Para conmemorar las terceras Pascuas de su pontificado, el Papa de origen alemán comenzó el servicio en el atrio de una Basílica de San Pedro a oscuras, donde marcó las letras griegas Alfa y Omega en una vela grande.
Miles de feligreses prendieron un mar de velas dentro de la basílica antes de que se encendieran las luces, en un ritual que simboliza la oscuridad del mundo después de la muerte de Cristo, y la luz de la resurrección.

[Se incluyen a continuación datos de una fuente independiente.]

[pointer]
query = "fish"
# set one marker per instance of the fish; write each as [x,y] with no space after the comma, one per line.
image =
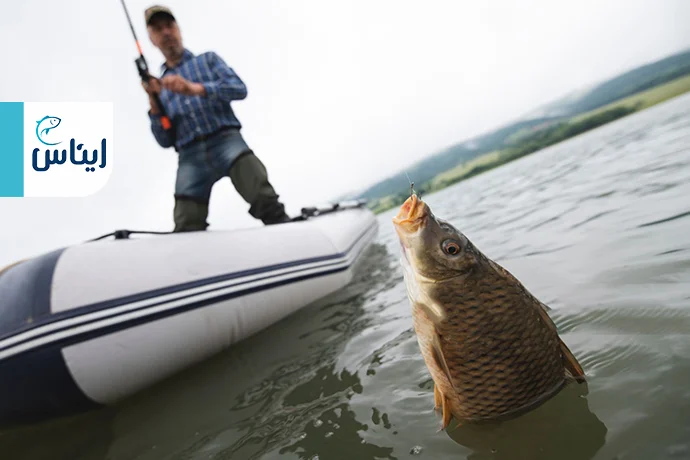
[44,125]
[489,344]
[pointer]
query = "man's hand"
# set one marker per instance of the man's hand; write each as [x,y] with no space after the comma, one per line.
[152,87]
[179,84]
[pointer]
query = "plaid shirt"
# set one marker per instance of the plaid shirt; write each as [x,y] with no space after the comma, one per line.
[194,116]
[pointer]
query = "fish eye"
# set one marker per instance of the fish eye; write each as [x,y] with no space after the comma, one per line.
[450,247]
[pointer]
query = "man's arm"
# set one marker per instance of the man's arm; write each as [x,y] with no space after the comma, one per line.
[162,135]
[227,86]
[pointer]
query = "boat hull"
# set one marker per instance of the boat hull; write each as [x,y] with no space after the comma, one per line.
[89,325]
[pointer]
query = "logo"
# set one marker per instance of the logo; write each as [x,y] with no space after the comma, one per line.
[44,125]
[55,149]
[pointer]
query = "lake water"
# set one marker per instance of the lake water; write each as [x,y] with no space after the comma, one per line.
[597,227]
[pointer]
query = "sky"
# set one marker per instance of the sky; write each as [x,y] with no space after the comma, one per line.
[340,94]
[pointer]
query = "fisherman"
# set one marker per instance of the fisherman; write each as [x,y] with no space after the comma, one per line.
[196,91]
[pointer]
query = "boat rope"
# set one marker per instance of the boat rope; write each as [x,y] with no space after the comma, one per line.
[306,213]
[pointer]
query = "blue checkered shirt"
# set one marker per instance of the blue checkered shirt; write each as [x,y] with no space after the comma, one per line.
[193,116]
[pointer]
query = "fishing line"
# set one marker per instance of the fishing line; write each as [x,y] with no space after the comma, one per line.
[143,68]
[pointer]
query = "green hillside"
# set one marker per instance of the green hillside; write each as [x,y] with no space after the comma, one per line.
[525,142]
[558,120]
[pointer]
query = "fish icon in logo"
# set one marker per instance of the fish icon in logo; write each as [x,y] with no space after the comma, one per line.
[44,125]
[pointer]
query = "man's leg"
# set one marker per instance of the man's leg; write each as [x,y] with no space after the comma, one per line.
[192,190]
[250,178]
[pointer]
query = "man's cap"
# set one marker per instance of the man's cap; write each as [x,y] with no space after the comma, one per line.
[157,9]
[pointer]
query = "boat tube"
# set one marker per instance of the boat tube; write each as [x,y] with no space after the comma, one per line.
[88,325]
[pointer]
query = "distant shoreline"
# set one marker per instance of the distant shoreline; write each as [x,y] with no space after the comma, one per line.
[535,140]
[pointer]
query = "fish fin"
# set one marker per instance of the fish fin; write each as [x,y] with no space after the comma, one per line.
[571,363]
[569,360]
[437,353]
[446,413]
[437,397]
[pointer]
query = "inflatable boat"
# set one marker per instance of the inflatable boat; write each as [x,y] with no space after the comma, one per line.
[87,325]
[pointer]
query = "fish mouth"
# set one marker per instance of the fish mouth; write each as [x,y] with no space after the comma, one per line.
[411,215]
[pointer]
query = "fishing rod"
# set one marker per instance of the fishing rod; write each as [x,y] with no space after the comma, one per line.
[143,69]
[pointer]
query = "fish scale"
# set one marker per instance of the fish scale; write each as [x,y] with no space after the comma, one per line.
[488,343]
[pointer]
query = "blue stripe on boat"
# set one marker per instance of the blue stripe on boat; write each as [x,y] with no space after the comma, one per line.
[38,383]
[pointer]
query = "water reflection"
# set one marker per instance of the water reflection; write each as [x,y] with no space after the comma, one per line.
[303,407]
[80,437]
[563,428]
[336,429]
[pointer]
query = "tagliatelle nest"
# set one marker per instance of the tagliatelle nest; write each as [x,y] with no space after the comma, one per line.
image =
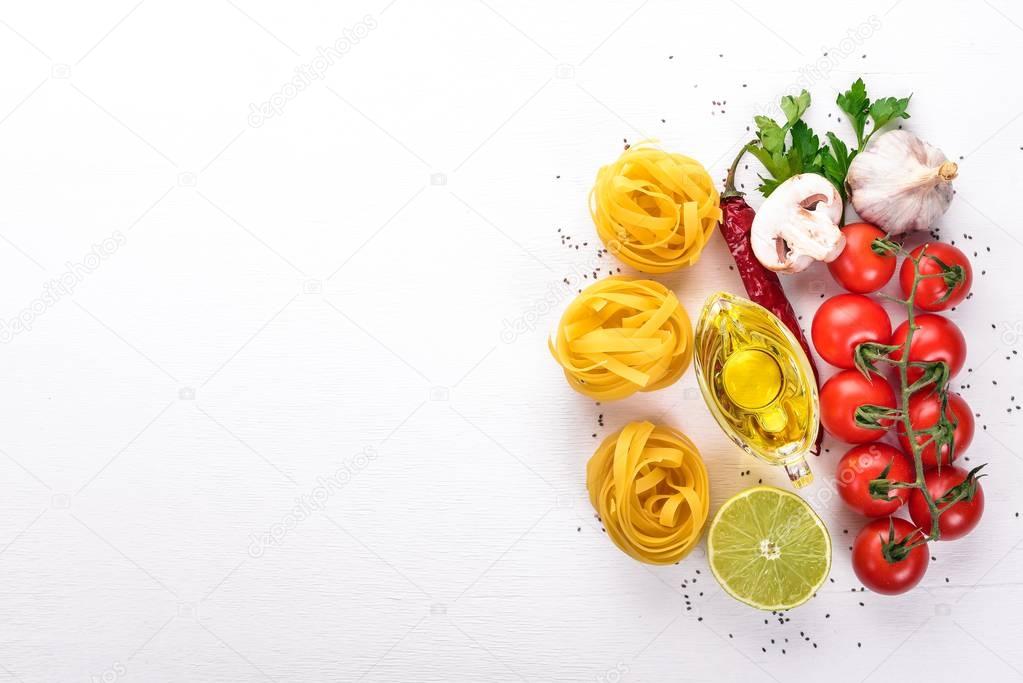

El día de Pascua, el más importante en el calendario de la liturgia de la Iglesia, recuerda el resurgimiento de Cristo tras la muerte tres días después de su crucifixión.
En un sermón, Benedicto XVI trazó una conexión entre la resurrección de Cristo y el sacramento del bautismo, el rito de iniciación del cristianismo. "(...) desde el abismo de la muerte, él pudo elevarse a la vida (...) eso es exactamente lo que ocurre en el bautismo", dijo el papa.
El pontífice tradicionalmente bautiza a los recién nacidos el 1 de enero, y a los adultos conversos al catolicismo en la víspera de Pascua.
Uno de los siete adultos a los que bautizó el sábado por la noche era Magdi Allam, de 55 años, un periodista nacido en Egipto que, como subdirector del importante diario Corriere della Sera, es uno de los intelectuales más reconocidos de Italia.
Allam, un duro crítico del extremismo islámico y fuerte partidario de Israel, está protegido por una custodia policial debido a que ha recibido amenazas. Su conversión al cristianismo era un secreto bien guardado, que el Vaticano reveló en un comunicado cuando faltaba menos de una hora para el inicio del servicio de víspera de Pascua.
Allam defendió al papa en el 2006 cuando el pontífice dio un discurso en Regensburg, Alemania, que muchos musulmanes percibieron como una presentación del Islam como una fe violenta.
Allam, quien vive en Italia desde hace 35 años, ha dicho que él nunca fue un musulmán muy devoto. Aún así, su conversión al cristianismo sorprendió a muchos.
"Lo que me sorprende, es el alto perfil que ha dado el Vaticano a esta conversión", dijo Yaha Sergio Yahe Pallavicini, vicepresidente de la Comunidad Religiosa Islámica Italiana, a Reuters.